Antibodies to HIP also display
staining patterns on intact RL95 cells that are consistent with those
of cell surface components, e.g. enrichment at cell
peripheries and regions of cell-cell contact. Similar patterns of
immunoreactivity with anti-HIP are detected on human trophoblastic and
breast cancer cell lines. ()Furthermore, these same
antibodies specifically aggregate RL95 cells in suspension, a property
expected for antibodies reacting with epitopes displayed on the cell
surface. Experiments with an impermeant chemical cross-linking reagents
destroyed antibody reactivity with HIP, but larger cell associated
bands were not observed.
Thus, while in one sense these
experiments suggest a cell surface disposition of the protein, the
apparent destruction of the epitope confuses interpretation.

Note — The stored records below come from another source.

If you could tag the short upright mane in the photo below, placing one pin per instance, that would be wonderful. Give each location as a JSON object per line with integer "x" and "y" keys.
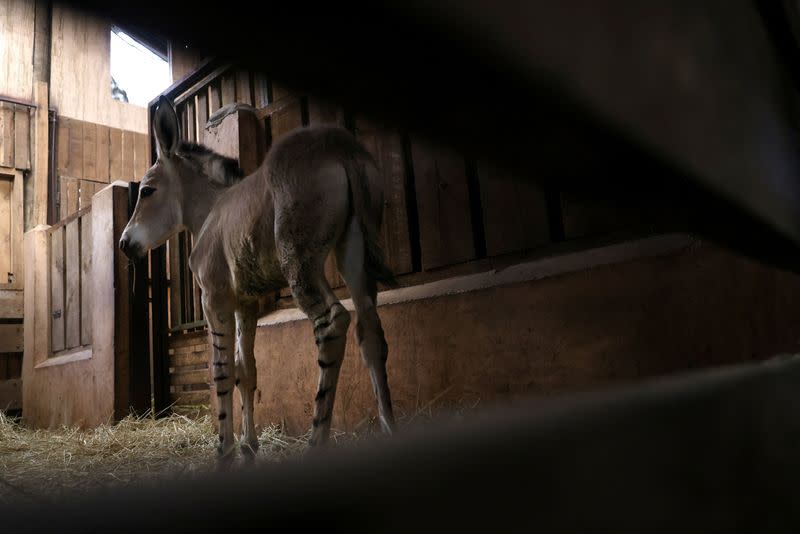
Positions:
{"x": 219, "y": 169}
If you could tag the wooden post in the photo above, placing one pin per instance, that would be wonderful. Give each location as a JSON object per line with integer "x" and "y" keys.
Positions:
{"x": 41, "y": 97}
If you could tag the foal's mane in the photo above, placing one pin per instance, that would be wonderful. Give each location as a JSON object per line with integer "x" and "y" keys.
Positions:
{"x": 220, "y": 170}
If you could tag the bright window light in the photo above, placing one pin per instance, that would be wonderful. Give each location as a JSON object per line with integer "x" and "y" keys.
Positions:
{"x": 137, "y": 74}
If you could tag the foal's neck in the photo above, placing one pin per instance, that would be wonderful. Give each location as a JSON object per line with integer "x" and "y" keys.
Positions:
{"x": 198, "y": 204}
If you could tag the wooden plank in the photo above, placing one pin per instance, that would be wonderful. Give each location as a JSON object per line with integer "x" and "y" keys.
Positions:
{"x": 17, "y": 232}
{"x": 445, "y": 222}
{"x": 191, "y": 121}
{"x": 11, "y": 304}
{"x": 195, "y": 357}
{"x": 115, "y": 154}
{"x": 197, "y": 300}
{"x": 128, "y": 155}
{"x": 75, "y": 161}
{"x": 202, "y": 397}
{"x": 86, "y": 273}
{"x": 7, "y": 137}
{"x": 214, "y": 97}
{"x": 199, "y": 376}
{"x": 387, "y": 148}
{"x": 11, "y": 339}
{"x": 62, "y": 145}
{"x": 514, "y": 211}
{"x": 6, "y": 254}
{"x": 279, "y": 92}
{"x": 175, "y": 282}
{"x": 72, "y": 297}
{"x": 11, "y": 394}
{"x": 102, "y": 159}
{"x": 244, "y": 91}
{"x": 141, "y": 155}
{"x": 57, "y": 289}
{"x": 202, "y": 115}
{"x": 70, "y": 196}
{"x": 89, "y": 151}
{"x": 286, "y": 119}
{"x": 22, "y": 138}
{"x": 41, "y": 150}
{"x": 323, "y": 112}
{"x": 228, "y": 88}
{"x": 87, "y": 189}
{"x": 14, "y": 365}
{"x": 261, "y": 90}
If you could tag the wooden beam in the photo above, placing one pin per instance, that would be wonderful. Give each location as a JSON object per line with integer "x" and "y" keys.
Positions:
{"x": 11, "y": 394}
{"x": 11, "y": 339}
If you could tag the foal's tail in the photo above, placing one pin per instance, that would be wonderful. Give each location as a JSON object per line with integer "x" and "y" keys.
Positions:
{"x": 366, "y": 194}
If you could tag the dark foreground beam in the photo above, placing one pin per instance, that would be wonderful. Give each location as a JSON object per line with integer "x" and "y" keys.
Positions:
{"x": 689, "y": 101}
{"x": 713, "y": 451}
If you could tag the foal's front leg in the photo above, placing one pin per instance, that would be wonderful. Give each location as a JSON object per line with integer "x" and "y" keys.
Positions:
{"x": 221, "y": 326}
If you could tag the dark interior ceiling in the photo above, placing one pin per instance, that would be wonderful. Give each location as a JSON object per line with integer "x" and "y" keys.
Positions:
{"x": 692, "y": 102}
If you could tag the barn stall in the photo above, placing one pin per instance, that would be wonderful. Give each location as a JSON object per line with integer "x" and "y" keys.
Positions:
{"x": 598, "y": 289}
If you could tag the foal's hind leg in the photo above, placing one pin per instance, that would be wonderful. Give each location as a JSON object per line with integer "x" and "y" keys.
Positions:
{"x": 330, "y": 322}
{"x": 369, "y": 333}
{"x": 246, "y": 375}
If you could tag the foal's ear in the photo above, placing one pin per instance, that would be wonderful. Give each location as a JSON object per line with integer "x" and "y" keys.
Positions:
{"x": 165, "y": 128}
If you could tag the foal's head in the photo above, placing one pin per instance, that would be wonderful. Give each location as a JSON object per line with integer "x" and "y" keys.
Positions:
{"x": 179, "y": 187}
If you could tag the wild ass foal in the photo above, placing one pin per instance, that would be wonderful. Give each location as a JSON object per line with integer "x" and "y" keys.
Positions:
{"x": 317, "y": 190}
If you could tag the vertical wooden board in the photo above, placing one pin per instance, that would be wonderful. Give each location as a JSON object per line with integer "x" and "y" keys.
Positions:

Collectively, these data strongly argue that at least a fraction of the
population of HIP is displayed on RL95 cell surfaces where these
proteins may directly participate in HP/HS binding.
HIP is detected in several human uterine epithelial cell lines and in human endometrium by Western blotting of total protein extracts. Moreover, anti-HIP strongly reacts with uterine epithelial cells in sections of human endometrium through post-ovulatory day 7 of the cycle. By post-ovulatory day 13, HIP is also detected in the predecidual cells of the uterine stroma. The HSPG, perlecan, is expressed by human decidual cells(26) . It is possible that HS chains of perlecan also serve as ligands for HIP in basal lamina and in the decidual extracellular matrix. In any event, these observations indicate that HIP is expressed by normal human endometrium. Potential functions could involve binding to basal lamina or intercellular HSPGs expressed by uterine epithelia or HSPGs expressed by blastocysts during implantation. The antibody described in the present studies does not react with mouse uterine components either by immunostaining or Western blotting. Current efforts are being placed toward generating probes to the mouse homologue so that the physiological role of this protein in the uterus can be more rigorously examined by molecular genetic approaches.